Tuesday, October 28, 2014 - 08:10
Judge stops man's deportation to ebola area
A Liberian asylum seeker was on his way to Brussels, from where he would be deported back to Liberia, when he got the surprising news that he can remain in the Netherlands. The man had repeatedly appealed against his deportation because of the Ebola epidemic prevailing in his country, but all his requests were denied. A ruling by the court in Roermond prevented the deportation of the 31 year old man, his lawyer confirmed. Last week the court in Den Bosch ruled that he must be returned to Liberia despite the Ebola epidemic.

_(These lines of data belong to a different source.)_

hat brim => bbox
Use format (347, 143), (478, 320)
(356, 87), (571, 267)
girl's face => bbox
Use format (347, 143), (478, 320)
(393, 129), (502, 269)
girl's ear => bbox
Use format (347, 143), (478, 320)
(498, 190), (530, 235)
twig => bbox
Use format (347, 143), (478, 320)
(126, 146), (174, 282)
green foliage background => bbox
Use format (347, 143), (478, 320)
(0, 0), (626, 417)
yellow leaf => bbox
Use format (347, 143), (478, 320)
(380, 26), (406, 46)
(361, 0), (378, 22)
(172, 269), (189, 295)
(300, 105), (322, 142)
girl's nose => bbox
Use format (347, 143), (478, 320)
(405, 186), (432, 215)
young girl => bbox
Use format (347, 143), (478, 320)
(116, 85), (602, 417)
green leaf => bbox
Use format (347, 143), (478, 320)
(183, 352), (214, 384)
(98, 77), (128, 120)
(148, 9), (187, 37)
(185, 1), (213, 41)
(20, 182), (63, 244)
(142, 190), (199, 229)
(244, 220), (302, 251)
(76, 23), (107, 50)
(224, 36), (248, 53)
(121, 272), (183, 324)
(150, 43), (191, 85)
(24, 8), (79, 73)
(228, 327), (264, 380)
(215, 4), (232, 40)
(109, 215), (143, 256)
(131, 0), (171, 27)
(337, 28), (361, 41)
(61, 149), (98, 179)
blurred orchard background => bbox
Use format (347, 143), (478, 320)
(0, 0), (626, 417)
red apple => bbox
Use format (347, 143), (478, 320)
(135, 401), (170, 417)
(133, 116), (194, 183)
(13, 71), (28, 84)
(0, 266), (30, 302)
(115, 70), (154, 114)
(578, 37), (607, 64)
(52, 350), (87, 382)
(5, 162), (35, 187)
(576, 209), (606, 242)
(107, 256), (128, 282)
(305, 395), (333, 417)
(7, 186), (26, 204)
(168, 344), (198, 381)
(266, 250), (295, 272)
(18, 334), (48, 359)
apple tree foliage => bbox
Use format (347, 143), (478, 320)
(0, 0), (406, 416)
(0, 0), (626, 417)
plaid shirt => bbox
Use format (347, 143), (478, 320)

The man then appealed to the European Convention for the Protection of Human Rights (ECHR), but the European Court also decided that he should be deported to Liberia. According to the judge the man had failed to show that there is a real risk of infection. He might be able to protect himself against the virus by taking precautions. Following this, objections were raised in the Second Chamber. Opposition parties the D66, SP and GroenLinks argued that asylum seekers must temporarily not be returned to Ebola affected countries. D66 Member of Parliament Gerard Schouw called it a double standard, referring to the negative travel advice issued by the Ministry of Foreign Affairs for the affected countries Guinea, Sierra Leone and Liberia. The Second Chamber is expected to discuss the deportation of asylum seekers to Ebola affected countries on Wednesday, but the Liberian man can remain in the Netherlands for the time being. After the ruling of the European Court, the Liberian man's lawyer filed a new case with new arguments against deportation in Roermond, this time with success. The man has now returned to the detention center for refugees in Rotterdam. According to Christos Stylianides, The European Union's new coordinator for the Ebola crisis, tens of thousands of rescue workers are urgently needed in the fight against Ebola in West Africa. Another 4 thousand beds are needed to help patients and about eight people are required for each bed, including doctors, nurses and other care providers.